Oracle, most known for its database software, is considering whether to release its own Linux distribution, and has even discussed the possibility of buying Novell in the process. The news, revealed Monday by the Financial Times, follows the purchase of JBoss by Red Hat.
With JBoss providing software that competes in the business market with Oracle, Red Hat has become a potential rival. Red Hat is the largest distributor of the Linux operating system, which Oracle relies upon to sell its own products. "We have to re-look at the relationship; so does IBM," Oracle CEO Larry Ellison told the FT.

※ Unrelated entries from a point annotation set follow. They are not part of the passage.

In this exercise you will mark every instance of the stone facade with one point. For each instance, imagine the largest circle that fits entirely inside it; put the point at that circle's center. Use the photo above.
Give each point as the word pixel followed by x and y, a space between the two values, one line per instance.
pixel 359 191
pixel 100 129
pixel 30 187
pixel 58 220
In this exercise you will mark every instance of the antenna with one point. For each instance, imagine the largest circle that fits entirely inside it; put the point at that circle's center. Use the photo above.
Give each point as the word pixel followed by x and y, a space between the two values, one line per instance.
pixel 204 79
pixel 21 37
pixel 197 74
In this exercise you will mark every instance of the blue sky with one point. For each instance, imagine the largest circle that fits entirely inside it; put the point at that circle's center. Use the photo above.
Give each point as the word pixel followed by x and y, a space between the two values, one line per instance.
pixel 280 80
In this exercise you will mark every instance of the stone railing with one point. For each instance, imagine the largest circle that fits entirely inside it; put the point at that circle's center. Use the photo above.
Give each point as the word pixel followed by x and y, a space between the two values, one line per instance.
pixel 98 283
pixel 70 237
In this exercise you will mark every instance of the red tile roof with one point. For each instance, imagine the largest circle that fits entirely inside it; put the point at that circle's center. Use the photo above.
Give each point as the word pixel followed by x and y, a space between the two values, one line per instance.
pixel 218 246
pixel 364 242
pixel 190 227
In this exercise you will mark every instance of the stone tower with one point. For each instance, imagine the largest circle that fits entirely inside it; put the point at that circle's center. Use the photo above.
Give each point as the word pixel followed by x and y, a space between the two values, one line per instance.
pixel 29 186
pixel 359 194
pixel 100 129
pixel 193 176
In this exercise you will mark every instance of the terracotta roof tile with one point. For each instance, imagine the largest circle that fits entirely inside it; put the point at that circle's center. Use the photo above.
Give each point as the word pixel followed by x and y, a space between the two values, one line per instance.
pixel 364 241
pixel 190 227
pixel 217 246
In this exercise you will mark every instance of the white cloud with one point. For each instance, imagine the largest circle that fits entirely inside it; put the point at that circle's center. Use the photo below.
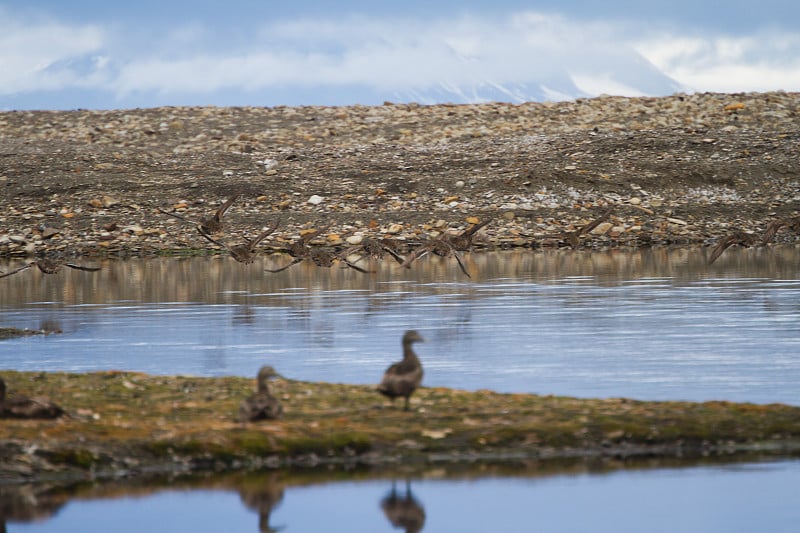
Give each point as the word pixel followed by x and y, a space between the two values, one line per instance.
pixel 558 55
pixel 765 61
pixel 33 54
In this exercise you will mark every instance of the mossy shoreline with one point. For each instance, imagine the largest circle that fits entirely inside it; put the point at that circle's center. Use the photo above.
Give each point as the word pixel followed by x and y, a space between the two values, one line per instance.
pixel 124 424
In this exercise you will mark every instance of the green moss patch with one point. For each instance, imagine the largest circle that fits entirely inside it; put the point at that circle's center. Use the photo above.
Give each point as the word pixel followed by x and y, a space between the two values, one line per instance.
pixel 136 418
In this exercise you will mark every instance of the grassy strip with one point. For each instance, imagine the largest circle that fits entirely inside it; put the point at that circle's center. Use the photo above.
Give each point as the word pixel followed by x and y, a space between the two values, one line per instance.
pixel 123 420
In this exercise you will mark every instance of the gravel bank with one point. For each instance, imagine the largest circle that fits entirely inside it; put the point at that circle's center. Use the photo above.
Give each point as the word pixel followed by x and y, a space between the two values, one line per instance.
pixel 679 169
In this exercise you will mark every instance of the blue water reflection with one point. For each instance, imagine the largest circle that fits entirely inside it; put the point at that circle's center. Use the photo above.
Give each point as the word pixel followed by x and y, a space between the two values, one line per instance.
pixel 699 499
pixel 671 331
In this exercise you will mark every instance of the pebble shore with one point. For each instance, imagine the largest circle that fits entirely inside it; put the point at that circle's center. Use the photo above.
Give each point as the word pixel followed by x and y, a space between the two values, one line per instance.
pixel 683 169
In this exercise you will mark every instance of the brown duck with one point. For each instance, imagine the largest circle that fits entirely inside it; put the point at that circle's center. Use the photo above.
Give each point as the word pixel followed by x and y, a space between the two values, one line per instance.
pixel 403 378
pixel 24 407
pixel 262 405
pixel 49 265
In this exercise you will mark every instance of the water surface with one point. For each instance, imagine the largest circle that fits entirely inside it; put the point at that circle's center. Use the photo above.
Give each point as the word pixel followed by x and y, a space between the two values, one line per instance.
pixel 706 498
pixel 648 324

Along with IBM, Oracle has long embraced the open source world as a way to compete with Microsoft's dominance on Windows. Microsoft's SQL Server is a top competitor to Oracle, and the companies have a number of overlapping products.
However, in the process, Oracle has become reliant on third party Linux vendors, which have increasingly been expanding into business solutions as a way to raise revenues.
"I'd like to have a complete stack," Ellison said, referring to both applications and the operating system they run on. "We're missing an operating system. You could argue that it makes a lot of sense for us to look at distributing and supporting Linux."
According to the FT report, Oracle has even considered acquiring Novell, the second largest Linux vendor thanks to its purchase of SUSE. But at this point, such talk is merely explorative, Ellison says.